Β-Blockers and Cancer: the impact of stress on cancer

Jacob Schor, ND, FABNO


August 22, 2013


Several studies have given us a greater understanding of how stress encourages cancer progression.  A study by Botteri et al published August 3, 2013 in the journal Breast Cancer Research and Treatment suggests that taking Β-blockers may have a beneficial effect in women with triple negative breast cancer.  While these results in themselves are of great interest, especially to women with triple negative breast cancer, they have greater significance.  They add weight to a theory proposed last January by Guillermo et al in Nature Communications on the role of stress in cancer.  

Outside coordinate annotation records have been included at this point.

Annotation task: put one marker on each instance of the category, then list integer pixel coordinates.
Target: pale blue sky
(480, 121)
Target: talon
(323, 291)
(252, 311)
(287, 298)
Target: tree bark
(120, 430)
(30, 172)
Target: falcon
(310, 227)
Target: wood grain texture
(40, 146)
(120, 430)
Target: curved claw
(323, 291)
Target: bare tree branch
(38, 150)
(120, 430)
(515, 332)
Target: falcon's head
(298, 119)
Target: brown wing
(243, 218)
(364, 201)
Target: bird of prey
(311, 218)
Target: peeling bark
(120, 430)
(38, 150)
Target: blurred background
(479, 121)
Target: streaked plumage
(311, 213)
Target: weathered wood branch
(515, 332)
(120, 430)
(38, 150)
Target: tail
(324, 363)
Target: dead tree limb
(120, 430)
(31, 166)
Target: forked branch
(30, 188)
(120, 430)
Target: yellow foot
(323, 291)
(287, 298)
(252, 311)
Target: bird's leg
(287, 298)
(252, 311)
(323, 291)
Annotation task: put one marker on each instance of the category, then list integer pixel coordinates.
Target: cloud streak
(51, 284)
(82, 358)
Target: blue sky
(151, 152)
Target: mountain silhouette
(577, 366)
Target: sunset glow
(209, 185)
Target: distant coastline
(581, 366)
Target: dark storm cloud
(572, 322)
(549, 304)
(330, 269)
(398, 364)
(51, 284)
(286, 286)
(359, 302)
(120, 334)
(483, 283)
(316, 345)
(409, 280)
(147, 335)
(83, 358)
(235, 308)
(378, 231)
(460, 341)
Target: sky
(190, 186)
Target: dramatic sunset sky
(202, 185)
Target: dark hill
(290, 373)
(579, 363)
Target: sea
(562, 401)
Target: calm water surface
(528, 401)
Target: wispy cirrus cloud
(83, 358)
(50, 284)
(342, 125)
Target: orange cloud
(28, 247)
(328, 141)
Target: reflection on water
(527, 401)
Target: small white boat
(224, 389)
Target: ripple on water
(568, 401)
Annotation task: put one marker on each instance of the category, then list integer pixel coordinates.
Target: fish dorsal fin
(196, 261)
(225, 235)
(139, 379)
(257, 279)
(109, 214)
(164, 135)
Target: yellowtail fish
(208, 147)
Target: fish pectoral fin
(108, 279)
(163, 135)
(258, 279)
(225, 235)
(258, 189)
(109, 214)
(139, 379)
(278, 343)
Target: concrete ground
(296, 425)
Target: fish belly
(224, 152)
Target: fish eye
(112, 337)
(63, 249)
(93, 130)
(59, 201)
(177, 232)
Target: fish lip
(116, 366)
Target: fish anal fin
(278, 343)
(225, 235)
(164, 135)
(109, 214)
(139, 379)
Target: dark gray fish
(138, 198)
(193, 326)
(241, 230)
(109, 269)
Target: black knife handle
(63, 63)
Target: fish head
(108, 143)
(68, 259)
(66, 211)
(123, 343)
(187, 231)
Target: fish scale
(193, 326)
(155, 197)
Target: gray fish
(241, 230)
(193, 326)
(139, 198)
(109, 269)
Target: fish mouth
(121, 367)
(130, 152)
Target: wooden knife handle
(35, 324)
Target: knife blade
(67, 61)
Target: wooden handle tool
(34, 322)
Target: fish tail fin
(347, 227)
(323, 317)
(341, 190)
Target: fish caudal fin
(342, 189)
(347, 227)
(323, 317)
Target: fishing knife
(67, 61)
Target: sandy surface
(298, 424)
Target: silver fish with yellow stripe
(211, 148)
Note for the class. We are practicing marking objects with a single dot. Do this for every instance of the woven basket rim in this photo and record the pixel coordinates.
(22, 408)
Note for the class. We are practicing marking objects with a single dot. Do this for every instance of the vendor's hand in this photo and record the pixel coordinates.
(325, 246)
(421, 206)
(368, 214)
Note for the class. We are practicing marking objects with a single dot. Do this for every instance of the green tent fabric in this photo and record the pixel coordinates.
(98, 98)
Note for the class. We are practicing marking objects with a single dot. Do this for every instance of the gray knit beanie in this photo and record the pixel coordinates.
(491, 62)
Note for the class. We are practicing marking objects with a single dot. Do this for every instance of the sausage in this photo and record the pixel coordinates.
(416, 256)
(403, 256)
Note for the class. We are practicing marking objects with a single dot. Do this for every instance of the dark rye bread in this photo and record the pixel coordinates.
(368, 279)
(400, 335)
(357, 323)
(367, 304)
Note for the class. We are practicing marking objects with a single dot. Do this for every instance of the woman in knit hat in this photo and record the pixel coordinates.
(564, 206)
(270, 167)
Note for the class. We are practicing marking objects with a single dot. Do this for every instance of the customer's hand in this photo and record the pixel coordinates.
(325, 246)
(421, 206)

The purpose of this review is not to convince you that cancer patients suffer from a β-blocker deficiency and must take these drugs.  Rather it is to help further our understanding of the role stress plays in cancer.


Let’s hold off on Botteri’s report for a moment and start with Guillermo’s paper that appeared in the January 29th edition of Nature Communications.  It is a bit complicated as it summarizes multiple studies. Earlier work had established that activation of β-adrenergic receptors on ovarian cancer cells turned on pro-survival pathways , , .  That is stress hormones attach directly to ovarian cancer cells and make them harder to kill.  Botteri’s group examined stress and the risk of ovarian cancer progression via the activation of the Src pathway.  For years both patients and forward thinking doctors have believed there is a link between stress and cancer progression but little evidence supported this feeling; certainly no clear mechanism of action had been identified.  The Src pathway provides the biochemical explanation of how stress acts to push cancer’s advance.


 “Src is a non-receptor protein tyrosine kinase that transduces signals that are involved in the control of a variety of cellular processes such as proliferation, differentiation, motility, and adhesion. Src is normally maintained in an inactive state, but can be activated transiently during cellular events such as mitosis, or constitutively by abnormal events such as mutation ….. Activation of Src occurs as a result of disruption of the negative regulatory processes that normally suppress Src activity, and understanding the various mechanisms behind Src activation has been a target of intense study.”   In other words, this Src pathway when activated regulates many of the processes that allow cancer to grow.  For cancer researchers, understanding this protein is high on their wish lists.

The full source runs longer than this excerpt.